Sunday, September 9, 2012

My Social Identity


     I moved to Kentucky from New Jersey during my 7th grade year. upon me moving here, my dad decided to buy a new computer. Prior to that year, we never had a computer in the house. My dad always had a government laptop for working at home and anything that needed a computer, but I could never use it. So, in 7th grade, being the new kid with no friends and feeling very depressed, I discovered the wonders of the internet outside of the stuff they taught me in library class in school. I was amazed, but I remember all the kids at my school being interested in one thing on the internet: Myspace. This was my introduction to the world of social networking. This was also my ticket to understanding what people were talking about and making friends. If I met someone, even for a few minutes of small talk, I would get a friend request that next day. Soon, I wasn't that lonely anymore. I branched out to a few people, and through networking , I knew a lot more. This is the reason why Goodhealth.com said in an article that social networking has been linked to decrease in shyness or loneliness, strengthens your connections with friends and overall increase in self-esteem.

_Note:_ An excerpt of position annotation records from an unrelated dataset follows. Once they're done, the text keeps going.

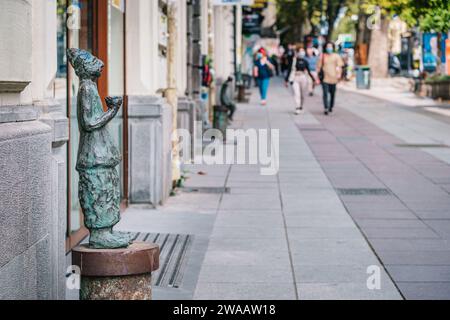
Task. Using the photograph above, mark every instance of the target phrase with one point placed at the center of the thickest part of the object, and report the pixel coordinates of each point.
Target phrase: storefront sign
(233, 2)
(119, 4)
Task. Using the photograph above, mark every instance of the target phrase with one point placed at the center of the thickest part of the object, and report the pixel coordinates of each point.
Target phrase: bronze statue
(98, 156)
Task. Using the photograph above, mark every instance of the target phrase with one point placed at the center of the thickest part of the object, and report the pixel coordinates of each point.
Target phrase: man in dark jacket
(225, 98)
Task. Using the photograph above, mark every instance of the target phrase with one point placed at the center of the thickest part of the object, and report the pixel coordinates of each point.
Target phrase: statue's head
(85, 64)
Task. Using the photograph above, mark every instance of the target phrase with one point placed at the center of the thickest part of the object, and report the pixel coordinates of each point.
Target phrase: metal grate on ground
(364, 192)
(173, 258)
(218, 190)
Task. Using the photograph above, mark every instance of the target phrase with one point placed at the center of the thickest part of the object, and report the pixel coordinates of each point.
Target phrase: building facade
(40, 215)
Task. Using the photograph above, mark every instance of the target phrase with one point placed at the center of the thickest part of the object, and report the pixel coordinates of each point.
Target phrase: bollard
(117, 274)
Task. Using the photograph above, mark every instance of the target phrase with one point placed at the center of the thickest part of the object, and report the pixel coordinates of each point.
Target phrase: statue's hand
(114, 102)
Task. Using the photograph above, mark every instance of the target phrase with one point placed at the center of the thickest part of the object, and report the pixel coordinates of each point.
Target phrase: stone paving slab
(409, 230)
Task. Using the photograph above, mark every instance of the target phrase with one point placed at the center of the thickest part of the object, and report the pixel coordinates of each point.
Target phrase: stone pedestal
(117, 274)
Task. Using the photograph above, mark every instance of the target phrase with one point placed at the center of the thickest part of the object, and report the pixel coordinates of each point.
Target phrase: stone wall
(33, 133)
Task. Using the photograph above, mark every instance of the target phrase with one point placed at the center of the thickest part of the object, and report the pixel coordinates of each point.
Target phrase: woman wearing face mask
(263, 71)
(330, 69)
(298, 77)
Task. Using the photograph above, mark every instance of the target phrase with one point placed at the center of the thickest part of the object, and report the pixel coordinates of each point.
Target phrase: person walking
(288, 57)
(330, 70)
(312, 60)
(263, 70)
(225, 98)
(298, 77)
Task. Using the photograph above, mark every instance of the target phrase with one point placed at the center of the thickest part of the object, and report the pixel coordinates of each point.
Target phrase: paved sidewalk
(380, 144)
(286, 236)
(367, 186)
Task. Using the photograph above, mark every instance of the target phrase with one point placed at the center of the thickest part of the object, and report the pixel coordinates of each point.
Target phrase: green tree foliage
(297, 14)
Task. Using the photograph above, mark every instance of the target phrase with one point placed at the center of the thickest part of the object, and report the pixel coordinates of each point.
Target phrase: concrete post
(171, 92)
(117, 274)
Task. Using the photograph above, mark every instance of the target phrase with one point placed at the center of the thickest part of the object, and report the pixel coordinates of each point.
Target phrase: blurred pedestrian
(288, 57)
(330, 71)
(262, 71)
(298, 77)
(312, 60)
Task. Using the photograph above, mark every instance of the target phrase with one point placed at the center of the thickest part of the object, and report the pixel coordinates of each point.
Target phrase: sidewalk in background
(287, 236)
(395, 90)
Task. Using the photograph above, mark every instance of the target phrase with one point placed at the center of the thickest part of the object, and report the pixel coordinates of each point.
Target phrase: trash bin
(362, 77)
(221, 118)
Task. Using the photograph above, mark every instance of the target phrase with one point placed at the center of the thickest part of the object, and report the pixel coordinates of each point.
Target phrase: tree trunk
(378, 50)
(439, 54)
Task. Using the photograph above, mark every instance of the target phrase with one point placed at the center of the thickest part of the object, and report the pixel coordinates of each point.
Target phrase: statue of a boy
(98, 156)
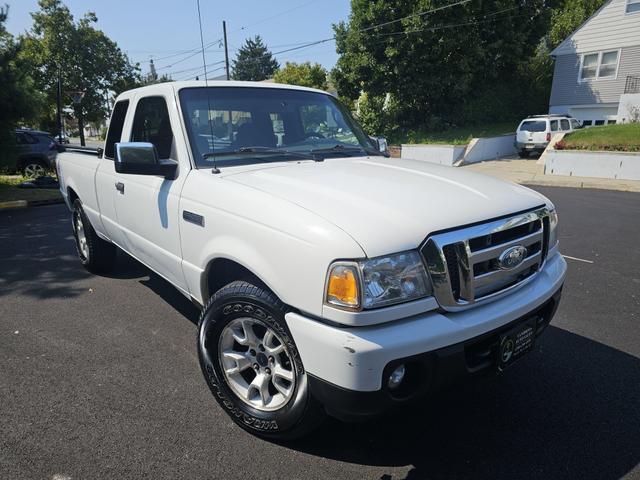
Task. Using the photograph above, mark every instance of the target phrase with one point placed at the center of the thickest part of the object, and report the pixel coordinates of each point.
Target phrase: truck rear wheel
(252, 365)
(95, 254)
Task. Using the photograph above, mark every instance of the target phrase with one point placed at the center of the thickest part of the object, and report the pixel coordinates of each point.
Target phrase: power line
(197, 50)
(199, 67)
(418, 14)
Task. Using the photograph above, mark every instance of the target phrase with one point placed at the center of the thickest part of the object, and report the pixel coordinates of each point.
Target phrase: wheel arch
(72, 195)
(221, 271)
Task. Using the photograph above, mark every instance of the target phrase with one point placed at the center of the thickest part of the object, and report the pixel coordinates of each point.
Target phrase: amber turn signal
(342, 286)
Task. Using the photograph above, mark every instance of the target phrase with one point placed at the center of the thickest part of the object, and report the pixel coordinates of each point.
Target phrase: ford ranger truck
(333, 280)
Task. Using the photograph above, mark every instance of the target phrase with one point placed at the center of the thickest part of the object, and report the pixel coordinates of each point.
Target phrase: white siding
(566, 90)
(609, 28)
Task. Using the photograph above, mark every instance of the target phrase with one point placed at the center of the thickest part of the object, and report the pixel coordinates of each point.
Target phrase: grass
(9, 190)
(621, 138)
(458, 136)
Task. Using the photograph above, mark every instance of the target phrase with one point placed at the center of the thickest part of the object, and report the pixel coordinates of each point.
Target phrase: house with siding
(597, 64)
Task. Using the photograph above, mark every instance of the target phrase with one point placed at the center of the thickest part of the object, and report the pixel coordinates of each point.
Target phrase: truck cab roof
(177, 86)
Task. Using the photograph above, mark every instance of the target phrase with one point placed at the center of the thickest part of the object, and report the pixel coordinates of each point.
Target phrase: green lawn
(623, 138)
(10, 192)
(458, 136)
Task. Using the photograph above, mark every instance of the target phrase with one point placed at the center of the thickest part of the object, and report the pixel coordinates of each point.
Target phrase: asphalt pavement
(99, 376)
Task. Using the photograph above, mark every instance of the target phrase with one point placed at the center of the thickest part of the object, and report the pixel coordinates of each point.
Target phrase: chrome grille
(464, 264)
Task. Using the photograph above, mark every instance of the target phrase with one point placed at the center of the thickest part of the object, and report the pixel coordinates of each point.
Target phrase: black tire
(98, 256)
(302, 414)
(34, 168)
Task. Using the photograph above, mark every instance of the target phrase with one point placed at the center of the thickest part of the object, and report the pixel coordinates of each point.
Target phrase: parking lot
(99, 376)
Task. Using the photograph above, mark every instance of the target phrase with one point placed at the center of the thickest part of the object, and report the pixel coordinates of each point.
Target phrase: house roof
(610, 27)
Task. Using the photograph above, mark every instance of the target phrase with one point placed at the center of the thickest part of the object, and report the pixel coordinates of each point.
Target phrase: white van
(534, 132)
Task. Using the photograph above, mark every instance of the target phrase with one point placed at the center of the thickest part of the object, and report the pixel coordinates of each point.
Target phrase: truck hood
(389, 205)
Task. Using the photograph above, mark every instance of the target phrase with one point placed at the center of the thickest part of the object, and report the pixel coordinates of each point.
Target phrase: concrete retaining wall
(478, 150)
(490, 148)
(433, 153)
(617, 165)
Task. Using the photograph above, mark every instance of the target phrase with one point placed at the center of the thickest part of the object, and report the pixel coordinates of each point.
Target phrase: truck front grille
(475, 264)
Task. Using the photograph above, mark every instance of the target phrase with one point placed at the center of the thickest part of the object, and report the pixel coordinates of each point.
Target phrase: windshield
(533, 126)
(251, 125)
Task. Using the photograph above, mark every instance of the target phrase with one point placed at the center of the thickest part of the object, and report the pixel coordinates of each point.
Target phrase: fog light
(396, 377)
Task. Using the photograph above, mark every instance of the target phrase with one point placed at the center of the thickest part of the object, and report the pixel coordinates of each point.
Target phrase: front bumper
(347, 366)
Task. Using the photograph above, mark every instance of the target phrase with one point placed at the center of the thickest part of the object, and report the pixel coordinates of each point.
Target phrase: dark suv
(36, 152)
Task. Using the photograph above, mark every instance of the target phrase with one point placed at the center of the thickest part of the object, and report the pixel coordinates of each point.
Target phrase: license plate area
(515, 343)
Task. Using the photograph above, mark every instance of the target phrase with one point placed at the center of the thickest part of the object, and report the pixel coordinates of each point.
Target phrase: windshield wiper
(339, 148)
(261, 150)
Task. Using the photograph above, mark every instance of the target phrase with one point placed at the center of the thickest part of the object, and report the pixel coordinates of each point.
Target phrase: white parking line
(578, 259)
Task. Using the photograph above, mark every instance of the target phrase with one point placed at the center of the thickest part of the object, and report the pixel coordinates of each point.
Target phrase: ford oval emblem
(512, 257)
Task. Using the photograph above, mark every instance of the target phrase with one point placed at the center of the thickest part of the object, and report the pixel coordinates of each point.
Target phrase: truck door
(106, 176)
(148, 206)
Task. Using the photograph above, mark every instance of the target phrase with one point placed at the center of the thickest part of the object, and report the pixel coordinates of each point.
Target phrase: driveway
(99, 376)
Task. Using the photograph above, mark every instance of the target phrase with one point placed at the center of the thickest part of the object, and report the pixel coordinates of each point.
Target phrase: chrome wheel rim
(34, 170)
(81, 236)
(256, 364)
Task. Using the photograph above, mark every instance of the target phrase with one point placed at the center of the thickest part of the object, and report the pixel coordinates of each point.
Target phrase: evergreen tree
(254, 61)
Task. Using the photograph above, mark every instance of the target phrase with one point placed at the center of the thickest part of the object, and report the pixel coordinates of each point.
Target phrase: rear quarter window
(533, 126)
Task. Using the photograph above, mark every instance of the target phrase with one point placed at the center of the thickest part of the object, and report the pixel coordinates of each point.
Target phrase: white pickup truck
(332, 279)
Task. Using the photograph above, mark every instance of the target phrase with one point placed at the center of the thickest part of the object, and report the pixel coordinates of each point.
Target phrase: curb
(29, 203)
(581, 184)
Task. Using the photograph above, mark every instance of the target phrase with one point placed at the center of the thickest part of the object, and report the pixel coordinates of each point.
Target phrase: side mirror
(382, 144)
(141, 158)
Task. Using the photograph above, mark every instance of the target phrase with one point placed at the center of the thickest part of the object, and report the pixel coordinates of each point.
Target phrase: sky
(159, 29)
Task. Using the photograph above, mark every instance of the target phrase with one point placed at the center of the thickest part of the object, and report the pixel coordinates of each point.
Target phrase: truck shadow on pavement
(570, 410)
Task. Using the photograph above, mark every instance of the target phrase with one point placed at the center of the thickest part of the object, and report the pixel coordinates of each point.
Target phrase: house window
(589, 66)
(599, 65)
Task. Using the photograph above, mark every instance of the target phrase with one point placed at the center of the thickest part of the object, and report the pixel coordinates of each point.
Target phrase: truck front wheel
(95, 254)
(252, 365)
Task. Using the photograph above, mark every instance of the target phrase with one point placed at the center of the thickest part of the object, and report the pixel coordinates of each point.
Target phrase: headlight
(553, 228)
(384, 281)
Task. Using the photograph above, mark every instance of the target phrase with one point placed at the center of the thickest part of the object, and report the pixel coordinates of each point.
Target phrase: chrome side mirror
(381, 143)
(141, 158)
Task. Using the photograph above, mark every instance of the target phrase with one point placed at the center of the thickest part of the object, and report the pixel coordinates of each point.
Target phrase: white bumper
(354, 358)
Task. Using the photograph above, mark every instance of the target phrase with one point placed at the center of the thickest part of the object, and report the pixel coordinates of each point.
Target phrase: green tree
(453, 66)
(305, 74)
(84, 57)
(18, 97)
(254, 61)
(569, 17)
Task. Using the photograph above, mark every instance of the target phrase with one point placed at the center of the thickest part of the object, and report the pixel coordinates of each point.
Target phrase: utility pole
(59, 105)
(152, 69)
(226, 51)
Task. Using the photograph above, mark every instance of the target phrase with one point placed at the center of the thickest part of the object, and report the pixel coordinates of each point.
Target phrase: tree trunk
(81, 126)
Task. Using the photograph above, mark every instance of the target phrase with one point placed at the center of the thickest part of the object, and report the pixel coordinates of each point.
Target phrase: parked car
(332, 279)
(36, 152)
(534, 133)
(62, 138)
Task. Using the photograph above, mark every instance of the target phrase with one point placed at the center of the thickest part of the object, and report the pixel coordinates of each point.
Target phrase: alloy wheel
(256, 364)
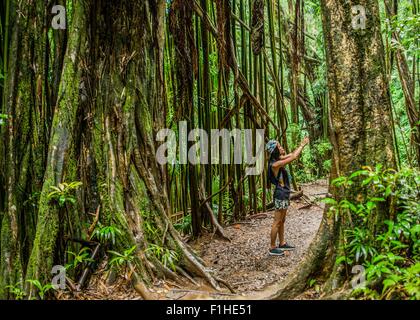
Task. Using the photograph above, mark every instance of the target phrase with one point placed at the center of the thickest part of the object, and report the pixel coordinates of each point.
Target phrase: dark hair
(275, 155)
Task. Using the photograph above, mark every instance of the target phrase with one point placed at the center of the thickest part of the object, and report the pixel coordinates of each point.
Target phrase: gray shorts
(281, 204)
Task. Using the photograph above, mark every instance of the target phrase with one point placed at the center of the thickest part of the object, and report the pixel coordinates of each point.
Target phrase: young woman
(277, 175)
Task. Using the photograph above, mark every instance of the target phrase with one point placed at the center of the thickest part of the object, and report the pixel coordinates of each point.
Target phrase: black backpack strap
(273, 179)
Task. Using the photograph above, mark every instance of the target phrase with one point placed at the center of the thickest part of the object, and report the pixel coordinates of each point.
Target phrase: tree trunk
(111, 103)
(361, 118)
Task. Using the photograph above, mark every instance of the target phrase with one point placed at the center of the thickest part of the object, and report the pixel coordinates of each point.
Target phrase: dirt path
(245, 262)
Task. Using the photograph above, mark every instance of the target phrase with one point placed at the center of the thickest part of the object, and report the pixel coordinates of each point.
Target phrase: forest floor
(244, 262)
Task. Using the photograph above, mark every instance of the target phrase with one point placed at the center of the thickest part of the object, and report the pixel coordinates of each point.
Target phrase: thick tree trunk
(361, 134)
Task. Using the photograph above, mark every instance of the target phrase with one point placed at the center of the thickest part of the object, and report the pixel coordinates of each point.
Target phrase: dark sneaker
(286, 247)
(276, 252)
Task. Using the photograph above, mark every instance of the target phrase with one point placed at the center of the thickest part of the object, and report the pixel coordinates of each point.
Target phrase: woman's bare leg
(275, 227)
(281, 226)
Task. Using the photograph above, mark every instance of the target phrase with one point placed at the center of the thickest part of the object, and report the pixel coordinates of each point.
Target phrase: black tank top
(280, 192)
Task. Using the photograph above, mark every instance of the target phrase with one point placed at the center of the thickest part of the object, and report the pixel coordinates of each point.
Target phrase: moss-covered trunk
(361, 134)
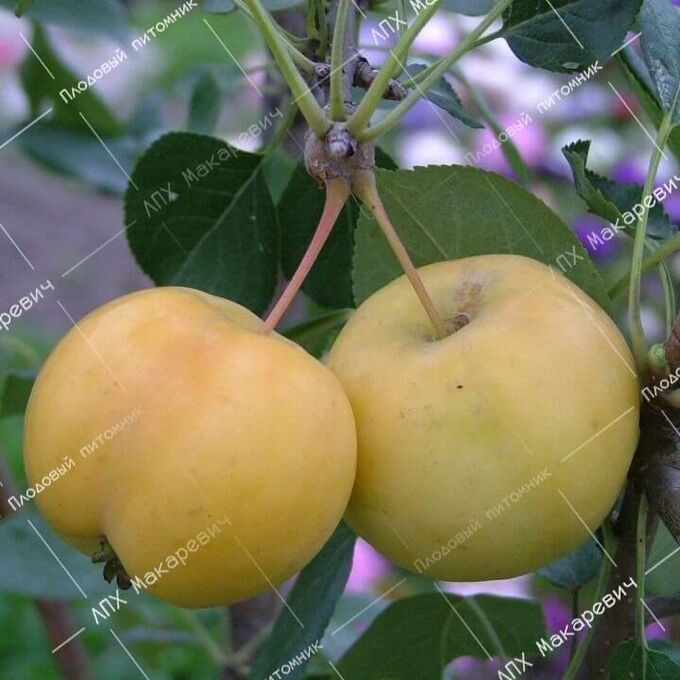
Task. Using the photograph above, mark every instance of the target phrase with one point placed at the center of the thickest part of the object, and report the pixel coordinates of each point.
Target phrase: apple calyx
(113, 567)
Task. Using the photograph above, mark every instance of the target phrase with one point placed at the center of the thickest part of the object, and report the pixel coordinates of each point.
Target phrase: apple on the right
(492, 451)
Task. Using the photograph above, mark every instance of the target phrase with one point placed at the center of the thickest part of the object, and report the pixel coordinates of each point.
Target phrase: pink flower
(368, 568)
(12, 48)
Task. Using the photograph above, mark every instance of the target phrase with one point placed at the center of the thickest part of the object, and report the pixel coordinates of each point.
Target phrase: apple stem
(337, 193)
(366, 190)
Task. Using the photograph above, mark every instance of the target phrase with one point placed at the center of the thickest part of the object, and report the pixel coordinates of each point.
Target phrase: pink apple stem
(337, 193)
(367, 191)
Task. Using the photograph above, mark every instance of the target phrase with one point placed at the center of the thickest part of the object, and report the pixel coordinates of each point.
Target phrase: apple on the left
(189, 439)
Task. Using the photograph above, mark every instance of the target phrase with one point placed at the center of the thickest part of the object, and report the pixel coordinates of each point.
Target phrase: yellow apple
(484, 455)
(215, 461)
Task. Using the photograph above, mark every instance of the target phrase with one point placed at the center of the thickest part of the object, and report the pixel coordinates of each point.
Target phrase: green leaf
(663, 564)
(329, 282)
(15, 390)
(475, 213)
(318, 334)
(43, 90)
(104, 17)
(631, 661)
(79, 154)
(313, 600)
(567, 35)
(205, 104)
(202, 217)
(226, 6)
(419, 636)
(576, 568)
(670, 649)
(610, 200)
(637, 74)
(443, 95)
(472, 8)
(660, 26)
(28, 568)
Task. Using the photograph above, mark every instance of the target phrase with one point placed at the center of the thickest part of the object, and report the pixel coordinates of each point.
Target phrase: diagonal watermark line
(670, 422)
(26, 127)
(91, 346)
(367, 607)
(512, 212)
(424, 96)
(56, 557)
(127, 651)
(94, 252)
(588, 313)
(331, 72)
(14, 243)
(337, 672)
(566, 25)
(358, 9)
(597, 434)
(65, 642)
(37, 56)
(269, 581)
(233, 58)
(637, 120)
(580, 519)
(628, 42)
(660, 562)
(463, 621)
(653, 615)
(115, 160)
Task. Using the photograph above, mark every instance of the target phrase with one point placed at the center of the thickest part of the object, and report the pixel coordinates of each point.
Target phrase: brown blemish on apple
(467, 301)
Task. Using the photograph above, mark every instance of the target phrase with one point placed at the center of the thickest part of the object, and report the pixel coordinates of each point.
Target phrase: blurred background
(61, 214)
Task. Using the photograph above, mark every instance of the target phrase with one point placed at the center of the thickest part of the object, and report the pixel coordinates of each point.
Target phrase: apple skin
(539, 385)
(229, 429)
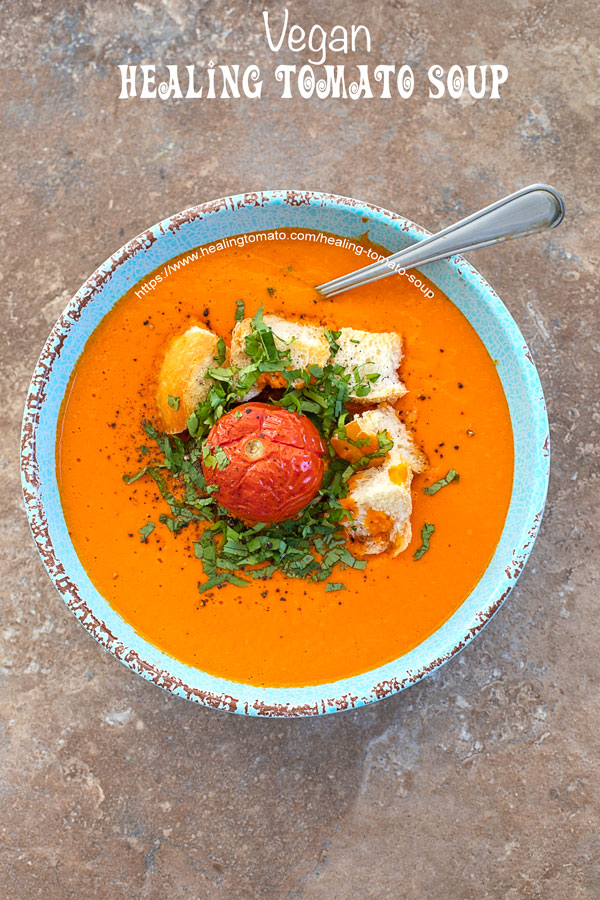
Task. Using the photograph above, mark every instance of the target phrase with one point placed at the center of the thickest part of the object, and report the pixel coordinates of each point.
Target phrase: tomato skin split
(276, 462)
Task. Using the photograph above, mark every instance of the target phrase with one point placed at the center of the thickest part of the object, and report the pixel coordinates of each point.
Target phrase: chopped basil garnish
(309, 546)
(145, 531)
(426, 532)
(438, 485)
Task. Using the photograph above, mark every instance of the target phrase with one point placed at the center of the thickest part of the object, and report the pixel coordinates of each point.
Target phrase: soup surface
(284, 631)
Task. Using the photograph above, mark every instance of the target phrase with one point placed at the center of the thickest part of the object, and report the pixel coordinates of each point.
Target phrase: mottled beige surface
(482, 781)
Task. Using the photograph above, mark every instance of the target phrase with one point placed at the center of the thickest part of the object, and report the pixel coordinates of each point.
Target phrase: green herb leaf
(221, 351)
(426, 533)
(438, 485)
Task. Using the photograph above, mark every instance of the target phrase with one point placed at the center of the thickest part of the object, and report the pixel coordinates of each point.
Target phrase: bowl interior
(227, 218)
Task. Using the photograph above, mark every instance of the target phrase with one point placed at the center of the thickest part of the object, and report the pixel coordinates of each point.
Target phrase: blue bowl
(210, 222)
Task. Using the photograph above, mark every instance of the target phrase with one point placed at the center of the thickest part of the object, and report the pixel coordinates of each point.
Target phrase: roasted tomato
(275, 463)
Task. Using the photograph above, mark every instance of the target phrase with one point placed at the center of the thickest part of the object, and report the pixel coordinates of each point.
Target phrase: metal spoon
(528, 211)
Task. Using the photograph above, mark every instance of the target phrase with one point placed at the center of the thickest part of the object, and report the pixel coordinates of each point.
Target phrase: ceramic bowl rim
(141, 656)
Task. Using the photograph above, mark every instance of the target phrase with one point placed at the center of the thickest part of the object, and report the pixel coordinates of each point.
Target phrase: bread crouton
(372, 353)
(307, 345)
(182, 376)
(380, 499)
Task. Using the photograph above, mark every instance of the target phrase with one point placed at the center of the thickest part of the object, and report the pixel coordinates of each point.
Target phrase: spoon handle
(527, 211)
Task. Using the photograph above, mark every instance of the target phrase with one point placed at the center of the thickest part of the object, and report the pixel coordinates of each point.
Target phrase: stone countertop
(481, 781)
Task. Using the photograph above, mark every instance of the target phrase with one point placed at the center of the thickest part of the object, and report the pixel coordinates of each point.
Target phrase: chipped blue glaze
(226, 218)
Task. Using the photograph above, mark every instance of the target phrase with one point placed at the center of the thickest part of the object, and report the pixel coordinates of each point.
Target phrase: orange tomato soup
(284, 631)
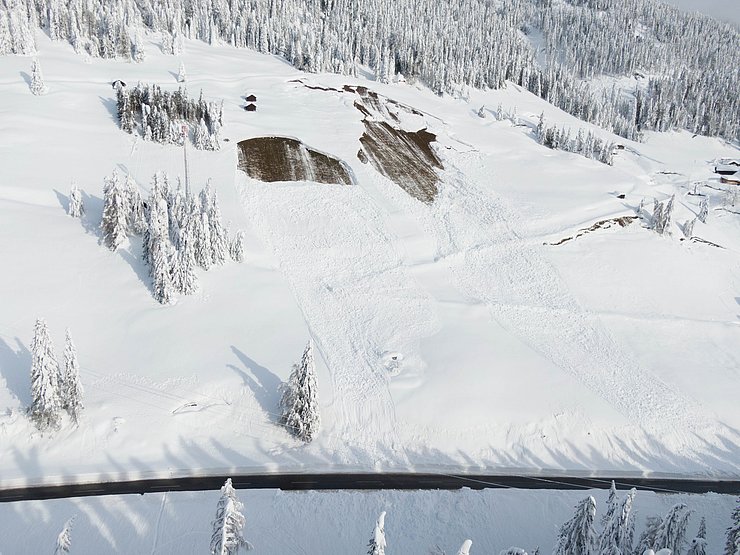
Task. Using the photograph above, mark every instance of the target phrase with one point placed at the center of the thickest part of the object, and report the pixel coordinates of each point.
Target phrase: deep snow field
(617, 352)
(332, 523)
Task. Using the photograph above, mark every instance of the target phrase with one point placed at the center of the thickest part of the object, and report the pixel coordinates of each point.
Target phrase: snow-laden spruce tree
(76, 209)
(299, 402)
(72, 391)
(236, 247)
(219, 244)
(577, 535)
(161, 254)
(699, 543)
(38, 87)
(136, 215)
(203, 247)
(184, 278)
(64, 539)
(732, 544)
(671, 533)
(618, 525)
(46, 401)
(227, 537)
(201, 136)
(115, 212)
(376, 546)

I was living proof of this.
     My guidelines for using a social networking website was set by my parents at first. My dad checked it a lot to see if I was using it to talk crap about people or using it for any other dangerous actions. I knew he was checking it because any time I posted anything he didn't like hearing me say, I would hear about it from him. He knew that social identity was just as important as your identity in person. I couldn't just post anything I wanted to look tough, I had to censor myself as if adults were always watching. This was a characteristic I carried with me to maturation to Facebook, where I was at the age that my parents didn't care what I did on there anymore (as long as I wasn't going to jail).
    Facebook became very popular my freshman year. That's when I deleted my Myspace and moved to Facebook. But as soon as I started over with this new social network, I remember thinking " wow this is so dumb" when it was complete. It was the same concept as Myspace that made me stop wanting to check it as often: people saying things I was not interested in and trying so hard to get their number of "friends" as high as possible. I hated, and still do, seeing all my friends makes idiots of themselves doing stuff they wouldn't dare do in real life. It seemed as if no one had any self respect for their social identity on their web pages. This is when I started looking at my own social identity and start taking my parents rules as advice.
    When I first started, I never posted anything on Facebook. I did not want to look as dumb as my friends did posting about wanting to fight someone, doing drugs, and other stuff like that. I kept that stuff to myself. I did not feel this need to show it off, but for other people, this was their social identity. People used Facebook fights and pictures of them drunk or high to show off how cool they were. For me, I found it brave. The Huffington post posted an article on their website talking about police departments use of socail netowrks. They said "One company, SAS Institute Inc. of North Carolina, teaches police that they can scrape and analyze massive volumes of data from the backsides of Facebook and Twitter – something not everyone even knows is possible." This means at any time you can be watched by whoever, even the police. If I'm engaged in illegal activites, I would want the least amount of people to know as possible. But, then I did something really dumb.
      I eventually started using the site a lot more. I had fun with it. It kept me in contact with everyone all the time. I can talk about fun times and enjoy the memories with others who experienced them on there. I didn't care who saw. I started using the site so much, that it wasn't changing me, but it was becoming part of my life. Then, I posted this picture as my profile picture:
I took this picture the night I had a "run-in" with the law. I had a bit of something to drink as I was on top of the roof of a school. Sometime that next week, the cop who arrested me came to my school and talked to my teacher (being good friends already) and told her about it. She pulled up my image from facebook and he said "that's him, that's from the night I saw him." It was annoying to have teachers think of me as a bad kid. I'd rather them not notice me at all, then treat me like a bad student. I didn't need people knowing my personal life anyways.
      I then decided it did not seem necessary anymore to make my internet persona reveal me by posting statuses and pictures about my personal life to show people I'm cool and going out. That's why I decided to take it all down and not focus on my social identity as being cool, but being aware of the power of it. My parents were right when they spoke of the importance of keeping a clean social identity. It's open to the whole world. Anyone, and apparently anywhere, can see it. According to socialbakers.com, a website for making social netwoking sites, There are over 175 million people on Facebook. That's a lot of people.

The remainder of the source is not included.